La fase successiva è quella della prima identificazione, nucleo cardine dell’intera operazione. La polizia dello stato membro, coadiuvata da Frontex, Easo e dai mediatori culturali, somministra al gruppo di persone appena sbarcate, ancora sulla banchina dei porti, il cosiddetto “foglio-notizie”. Questo è una sorta di questionario sul quale la persona migrante deve scrivere non solo le proprie generalità di base (nome, cognome, luogo di nascita) o la propria nazionalità, ma anche rispondere a domande tanto fumose nei contenuti quanto gravose negli scopi che ottengono. Vuoi chiedere asilo ? Vuoi cercare un lavoro? Perché sei emigrato in Europa?

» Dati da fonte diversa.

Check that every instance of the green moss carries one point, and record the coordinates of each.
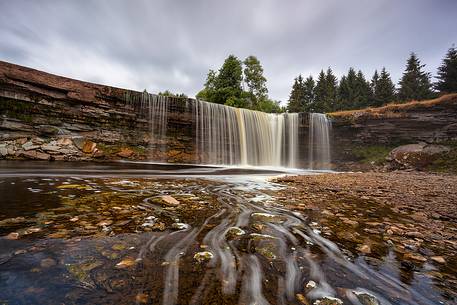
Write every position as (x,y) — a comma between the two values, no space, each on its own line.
(372,154)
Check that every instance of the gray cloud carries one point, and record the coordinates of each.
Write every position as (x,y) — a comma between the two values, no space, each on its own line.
(166,44)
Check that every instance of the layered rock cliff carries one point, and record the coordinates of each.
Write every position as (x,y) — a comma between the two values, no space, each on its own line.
(48,117)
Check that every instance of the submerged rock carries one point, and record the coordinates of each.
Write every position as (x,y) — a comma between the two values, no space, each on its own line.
(328,301)
(265,217)
(234,232)
(366,298)
(203,256)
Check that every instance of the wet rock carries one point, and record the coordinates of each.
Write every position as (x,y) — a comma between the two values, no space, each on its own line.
(265,217)
(126,263)
(310,285)
(416,156)
(12,236)
(142,298)
(365,249)
(180,226)
(89,147)
(328,301)
(47,263)
(203,256)
(234,232)
(169,200)
(438,259)
(125,153)
(301,298)
(366,298)
(414,256)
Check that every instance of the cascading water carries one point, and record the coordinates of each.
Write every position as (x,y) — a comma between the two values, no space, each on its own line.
(235,136)
(319,141)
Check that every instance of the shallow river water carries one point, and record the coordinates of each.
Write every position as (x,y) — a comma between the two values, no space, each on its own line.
(129,233)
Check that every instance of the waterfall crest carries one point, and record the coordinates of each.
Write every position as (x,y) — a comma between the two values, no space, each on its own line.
(319,141)
(236,136)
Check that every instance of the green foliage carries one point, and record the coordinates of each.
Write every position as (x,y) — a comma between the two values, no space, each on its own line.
(415,83)
(372,154)
(383,89)
(255,81)
(447,73)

Sulla base delle risposte ottenute, gli operatori dell’Ue e i poliziotti incaricati, nella piena discrezionalità che deriva sia dalla loro presunta expertise e sopratutto dal ruolo che ricoprono, decidono di collocare le persone in categorie differenti.

Questo porta ad una prima differenziazione sulla base della nazionalità: vengono scremati dal flusso i ricollocabili. Questi sarebbero coloro che provengono da alcuni paesi specifici, il cui tasso di accettazione delle richieste d’asilo è molto alto (più del 75% secondi i dati EUROSTAT); per lungo tempo sono stati l’ Iraq, la Siria e l’Eritrea e in secondo momento anche la Repubblica Centrafricana.
I ricollocabili vengono inseriti sotto la sigla CAT1 nel sistema Vestanet C3, successivamente registrati e presi in carico dal personale Easo, condotti verso le Hub regionali ( specifiche per loro a quanto si dice) dove verrà attuata la compilazione del famoso modello C3.
Attraverso la trattazione iniziale della loro domanda, verrà applicato un processo analitico di “matchmaking” che consiste nell’analizzare il profilo, le capacità personali, le qualifiche, i titoli di studio. È importante specificare che la porzione del flusso migrante definita CAT1 è quella con caratteristiche sociali ed economiche particolari; appartenenti alle classi medie di particolari paesi in guerra, dotati di alti livelli d’istruzione e specializzati in un qualche settore, queste persone hanno un profilo generalmente diverso da quelle provenienti dall’Africa sub-sahariana o da altri paesi del Magreb. Per stati come la Germania, che non ha nascosto di interessarsene fortemente, rappresentano un possibile bacino di manodopera specializzata.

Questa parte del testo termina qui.